7:侵略の始まり
「なるほどねぇ。炎の魔術師ベルトは死亡し、アナタ以外のギルドメンバーは全滅したと。……はぁ、希少な人材を失ったわ……」
豪奢な館の応接室にて、女領主アイリス・ニダヴェリールは唸っていた。
純白の髪を掻き上げながら、正面に座った『黒髪』の人間・エレンの報告を吟味する。
「それで、亡きベルトの遺志を継いで新たにギルドマスターになったと? アナタのようなゴミが?」
「はっ、その通りでございます……! なにぶん火急の状況でしたので、父も他に選択肢がなかったのでしょう。このたびは自分のような者が領主様のご視界に入ることを、どうかご容赦くださいませ……」
そう言って深々と頭を下げるエレン。ゴミと呼ばれてもまったく怒った様子はなく、弱々しく震えるばかりだ。
その様子に領主アイリスは気をよくした。「なるほど、躾は出来ているようねぇ」と小さく呟く。
「ゴミはゴミでも、従順なゴミのようで何よりだわ。ベルトも少しは大人しかったら、領主としてやりやすかったんだけどねぇ……」
――この世界において、領主の仕事は二つある。
まず一つ目は民衆から税金を集め、それを使って治水工事や公共物の修繕を行い、民の生活をより良くすることだ。

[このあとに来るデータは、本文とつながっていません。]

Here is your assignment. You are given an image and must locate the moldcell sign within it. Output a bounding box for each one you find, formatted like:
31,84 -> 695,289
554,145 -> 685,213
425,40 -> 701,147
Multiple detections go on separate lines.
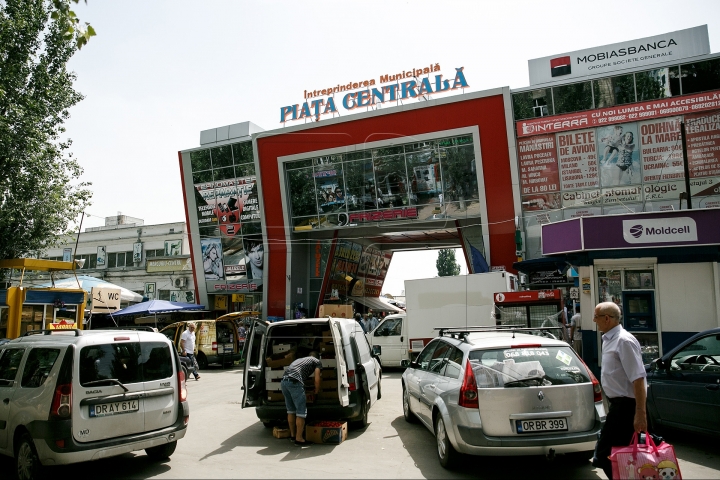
528,25 -> 710,85
280,63 -> 468,123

そして二つ目は、領内における『テイマーギルド』の監督である。
「魔物を操り、様々な業務を請け負うテイマーギルド。この地にも十人から百人規模のギルドがいくつも存在しているわ。
しかしどれだけ大きなところでも、テイマーは領主に忠実でなければならない。なぜだかわかる?」
「はっ。凶悪な魔物どもの保有を許されているのですから、それも当然でしょう」
「正解よ、人並みの知能はあるようねぇ」
小馬鹿にしつつも彼女は静かに頷いた。
――領主に対して絶対忠実。それがテイマーギルドの不文律である。
力を持つということはそれだけ大きな責任が伴う。
一度でも領主に反抗的な態度を取ってしまえば、そのギルドの者たちはたちまち国から『危険分子』として扱われ、地を這いまわることになるだろう。
「ベルトはまぁ、国でも希少な魔術師だったからね。ある程度のワガママは許してあげたわ。
だけどゴミ……アナタは違う。黒髪の者なんて、即刻ギルドマスターの座を取り上げてもいいような存在よ。見ているだけでも不快になるわぁ」
嘲りの笑みを浮かべるアイリス。
もしも目の前の男が少しでも反抗的だったり、あるいは馬鹿にされても毅然としているようなら、本当に彼女はギルドマスターを辞めさせていただろう。
黒髪のゴミにそんな態度は求めていないのだ。
ゴミはゴミらしく打ちひしがれて、こちらの嗜虐心を満たすのが仕事なのだから……!
そんな歪んだ欲求を抱いているアイリスに対し、エレンという男は――、
「はっ、生まれてきて申し訳ありませんでした……ッ! 偉大なアナタ様に比べ、自分は矮小なゴミであります……! こんなゴミでもよろしければ、どうかアナタ様のために尽くさせてくださいッ!」
そう叫びながら、彼は涙を流して頭を下げてきたのだ――!
「んンっっっ!」
ゾクゾクとした感覚が背筋に走る……!
若い男の『理想通り』の対応に、妙齢の女領主は頬が自然と緩むのを感じた。
「ふっ、ふふふふふ……! いいわねぇアナタ、自分の立場がよくわかっているじゃないッ! 特別に私の名前を呼ぶことを許すわ。さぁ、『アイリス様に忠誠を誓います』と叫びなさいっ!」
「ははぁッ! 自分エレン・ペルセフォネは、美しきアイリス様に忠誠を誓いますッ!」
「っっっ!」
命令せずとも『美しき』を枕言葉に添えるとは、本当によくできたゴミだ……!
よく躾けられた犬を前に、アイリスは満足げに微笑むのだった。
「……ハッ」
――その男の口元が、嘲笑に歪んでいるとも知らずに……!
※新ジャンル【ホストにハマって都合よく操られる系ヒロイン】のアイリスさん(29歳)です。